The essence of these suits comes down to one basic factor, in a digital marketplace physical presence is not necessary to perfect a sale with the consumer, yet sometimes it is necessary. Sounds confusing right!
Let me illustrate.
Cairo, Illinois is an economically depressed town in a region with an underperforming economy. Cairo, Illinois is located 370 miles from downtown Chicago.
Chances are Cairo residents will not have a great wine selection available in its local stores.
However, the digital marketplace allows a Cairo resident suffering from the lack of choices in its own retail stores to access Chicago’s great wine selection without needing to travel 370 miles to downtown Chicago.

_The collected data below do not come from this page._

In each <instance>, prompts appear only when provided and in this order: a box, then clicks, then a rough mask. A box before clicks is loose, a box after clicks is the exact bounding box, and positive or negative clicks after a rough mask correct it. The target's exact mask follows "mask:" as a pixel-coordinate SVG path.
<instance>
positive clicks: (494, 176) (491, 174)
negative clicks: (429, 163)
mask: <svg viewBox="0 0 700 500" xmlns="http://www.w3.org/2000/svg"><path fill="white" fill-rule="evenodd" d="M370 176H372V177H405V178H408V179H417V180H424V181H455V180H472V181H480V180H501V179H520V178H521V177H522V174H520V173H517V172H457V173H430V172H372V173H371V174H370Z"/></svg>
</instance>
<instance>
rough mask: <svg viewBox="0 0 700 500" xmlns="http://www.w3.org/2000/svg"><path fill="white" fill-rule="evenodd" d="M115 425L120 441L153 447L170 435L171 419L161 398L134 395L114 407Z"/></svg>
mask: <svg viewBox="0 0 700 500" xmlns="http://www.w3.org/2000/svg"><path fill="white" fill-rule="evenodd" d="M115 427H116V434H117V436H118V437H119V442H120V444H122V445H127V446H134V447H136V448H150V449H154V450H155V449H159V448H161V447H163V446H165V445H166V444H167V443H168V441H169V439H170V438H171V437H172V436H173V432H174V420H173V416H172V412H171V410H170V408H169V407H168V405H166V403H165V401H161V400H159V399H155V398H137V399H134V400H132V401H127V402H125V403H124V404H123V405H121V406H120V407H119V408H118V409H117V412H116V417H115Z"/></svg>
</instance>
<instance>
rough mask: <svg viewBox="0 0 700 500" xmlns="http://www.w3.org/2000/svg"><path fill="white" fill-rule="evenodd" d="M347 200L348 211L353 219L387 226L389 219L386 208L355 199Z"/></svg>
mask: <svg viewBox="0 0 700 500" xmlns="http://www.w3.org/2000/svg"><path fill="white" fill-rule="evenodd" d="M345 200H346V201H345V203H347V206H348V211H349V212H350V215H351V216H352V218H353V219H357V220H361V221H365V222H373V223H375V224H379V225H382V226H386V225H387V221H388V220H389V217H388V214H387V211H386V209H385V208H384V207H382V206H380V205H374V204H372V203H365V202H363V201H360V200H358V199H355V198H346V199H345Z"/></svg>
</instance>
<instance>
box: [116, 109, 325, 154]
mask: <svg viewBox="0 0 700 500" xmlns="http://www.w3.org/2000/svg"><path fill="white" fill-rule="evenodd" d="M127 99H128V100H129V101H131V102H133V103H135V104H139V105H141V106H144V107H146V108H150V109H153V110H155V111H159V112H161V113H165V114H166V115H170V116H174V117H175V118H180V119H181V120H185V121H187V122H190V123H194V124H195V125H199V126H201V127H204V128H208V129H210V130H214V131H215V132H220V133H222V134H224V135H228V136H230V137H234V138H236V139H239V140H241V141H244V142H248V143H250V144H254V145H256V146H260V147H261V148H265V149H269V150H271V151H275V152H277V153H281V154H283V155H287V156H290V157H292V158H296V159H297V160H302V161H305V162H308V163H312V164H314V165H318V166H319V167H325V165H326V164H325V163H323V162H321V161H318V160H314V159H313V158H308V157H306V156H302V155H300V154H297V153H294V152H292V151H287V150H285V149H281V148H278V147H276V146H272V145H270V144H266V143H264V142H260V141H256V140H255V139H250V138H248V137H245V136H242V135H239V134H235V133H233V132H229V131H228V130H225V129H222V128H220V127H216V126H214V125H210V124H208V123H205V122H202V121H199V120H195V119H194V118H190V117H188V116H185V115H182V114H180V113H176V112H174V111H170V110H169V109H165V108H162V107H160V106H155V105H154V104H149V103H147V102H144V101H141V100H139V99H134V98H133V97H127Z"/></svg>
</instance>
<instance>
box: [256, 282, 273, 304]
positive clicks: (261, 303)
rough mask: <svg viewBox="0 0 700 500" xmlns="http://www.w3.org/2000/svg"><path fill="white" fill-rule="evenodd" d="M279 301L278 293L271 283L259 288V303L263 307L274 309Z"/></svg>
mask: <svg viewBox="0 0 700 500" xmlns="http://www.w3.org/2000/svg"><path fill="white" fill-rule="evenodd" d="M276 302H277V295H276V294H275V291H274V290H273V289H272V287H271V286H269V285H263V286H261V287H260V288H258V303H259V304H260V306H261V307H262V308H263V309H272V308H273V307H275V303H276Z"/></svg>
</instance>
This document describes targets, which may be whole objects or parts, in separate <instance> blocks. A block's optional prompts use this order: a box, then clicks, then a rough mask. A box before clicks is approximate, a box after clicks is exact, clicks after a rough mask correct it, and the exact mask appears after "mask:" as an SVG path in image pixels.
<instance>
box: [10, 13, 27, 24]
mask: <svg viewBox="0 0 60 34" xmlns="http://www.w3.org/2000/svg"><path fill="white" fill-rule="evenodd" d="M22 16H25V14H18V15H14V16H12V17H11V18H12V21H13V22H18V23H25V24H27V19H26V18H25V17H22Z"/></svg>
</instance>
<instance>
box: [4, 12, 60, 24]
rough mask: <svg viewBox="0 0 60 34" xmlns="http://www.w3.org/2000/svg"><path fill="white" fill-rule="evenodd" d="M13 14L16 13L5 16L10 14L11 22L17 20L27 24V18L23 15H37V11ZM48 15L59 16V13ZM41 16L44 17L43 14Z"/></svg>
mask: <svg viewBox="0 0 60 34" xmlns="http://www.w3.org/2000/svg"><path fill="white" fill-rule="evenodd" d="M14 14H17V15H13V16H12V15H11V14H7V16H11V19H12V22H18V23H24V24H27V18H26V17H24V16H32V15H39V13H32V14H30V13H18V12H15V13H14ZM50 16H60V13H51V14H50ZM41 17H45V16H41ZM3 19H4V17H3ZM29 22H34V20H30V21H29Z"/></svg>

A Chicago retailer can make a sale to a Cairo resident, even though it is not necessary for a retailer to maintain a physical presence in a town to make a sale to that town’s residents.
By making laws not requiring a retailer maintain a physical presence, the states have provided consumer convenience and greater choice.
Obviously from the character of the federal lawsuits, the Cairo consumer is denied this same privilege when it desires to access an out-of-state retailer’s inventory.
The same law that does not require physical presence in-state, makes physical presence a necessity for out-of-state retailers.
In other words, the state created the convenience and benefits of a digital marketplace and bottlenecked its benefits by restricting a consumer from accessing a greater digital marketplace.
But this goes to a deeper principle, why is in-state physical presence necessary?
The states have advanced the argument that it would somehow undermine their three-tier system. How? Fifteen states and the District of Columbia allow out-of-state retailers to ship into the state, and still maintain a well-regulated three-tier system, there is simply no evidence that the three-tier system would become undermined by out-of-state wine retailer shipping.
The absurdity to this all is physical presence does not matter, but then it does. The states when they created the digital marketplace, created an avenue for consumers to purchase from a store without physically visiting that store, if the states don’t want out-of-state retailers to sell to its consumers, then it should have never created a digital marketplace.
But the ship has sailed, states no longer require a physical presence for selling and the digital marketplace is never going away, time for the states to stop the shenanigans and allow the digital marketplace to thrive.